Chi ceritain tentang sistem PPDB DKI dulu, ya ...
Chi sudah 3x mengikuti proses PPDB DKI. 2x seleksi ke SMP Negeri untuk
Keke dan Nai. Terakhir, waktu Keke seleksi ke SMA Negeri. Alhamdulillah
semua prosesnya lancar dan nyaris tanpa drama.
Bahkan Chi bilang kalau PPDB DKI Jakarta termasuk terbaik. Prosesnya gak
ribet dan sangat transparan. Puas banget pokoknya. Sampai Chi membuat
beberapa tulisan tentang pengalaman ini.
Tetapi, di setiap tulisan Chi selalu bilang kalau tahun depan bisa aja
aturannya berubah. Ya, gonta-ganti peraturan sepertinya bukan hal aneh di
Indonesia. Apalagi kalau pemimpinnya ganti. Makanya Chi (berusaha) siap
dengan kebijakan apapun.
3x ikut PPDB meskipun gak rutin setiap tahun, peraturannya kurang lebih
masih sama. Kalaupun ada, perubahannya minor banget. Jadi gak begitu
terasa. Tetapi, mulai tahun lalu peraturannya berubah banget, dong.

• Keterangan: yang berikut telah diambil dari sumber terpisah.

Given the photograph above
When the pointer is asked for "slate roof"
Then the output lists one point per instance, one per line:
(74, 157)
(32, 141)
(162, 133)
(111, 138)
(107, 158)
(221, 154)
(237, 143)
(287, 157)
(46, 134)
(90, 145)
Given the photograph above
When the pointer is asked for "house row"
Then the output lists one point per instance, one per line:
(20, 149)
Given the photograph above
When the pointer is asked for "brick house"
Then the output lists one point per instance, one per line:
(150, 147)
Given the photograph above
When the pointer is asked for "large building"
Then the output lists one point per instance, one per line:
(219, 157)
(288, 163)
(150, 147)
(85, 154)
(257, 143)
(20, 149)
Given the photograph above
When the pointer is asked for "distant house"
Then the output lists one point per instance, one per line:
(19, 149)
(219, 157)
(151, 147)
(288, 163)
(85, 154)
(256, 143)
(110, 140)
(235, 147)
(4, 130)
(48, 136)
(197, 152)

Semua berawal dari UNBK yang dihapus ... 😌
Selama ini aturan PPDB di DKI menggunakan seleksi NEM. Semakin tinggi
NEMnya, semakin berpeluang mendapatkan sekolah negeri yang diinginkan.
Tetapi, karena mulai tahun lalu gak ada UN, peraturan PPDB berubah
total.
Oiya, sebelum lanjut menceritakan pengalaman ikut PPDB tahun ini, Chi
udah gak mau jelasin lagi tentang anggapan NEM tinggi hanya bis adiraih
oleh mereka yang ikut bimbel, sekolah negeri seharusnya untuk kalangan
tidak mampu, dan lain sebagainya. Karena semua jawaban itu udah Chi ulas
lebih dari 1000 kata setahun yang lalu. Jadi silakan baca aja postingan
yang berjudul
Kisruh PPDB DKI Tahun 2020 Jalur Zonasi.
Bertahun-tahun PPDB DKI berjalan dengan aman dan adem ayem. Tetapi, sejak
tahun lalu, kisruh pun dimulai. Bahkan banyak orang tua yang demo dengan
sistem seleksi terbaru.
Chi pun ikut bersuara meskipun ada beberapa yang bilang santai aja,
anaknya kan belum lulus. Lha, Nai memang saat itu belum lulus. Tetapi,
kalau sistemnya masih sama bikin ketar-ketir juga. Chi berharap ada
perbaikan, dong.
Emang iya ada perubahan sistem lagi. Tapi, ternyata lebih parah, dong.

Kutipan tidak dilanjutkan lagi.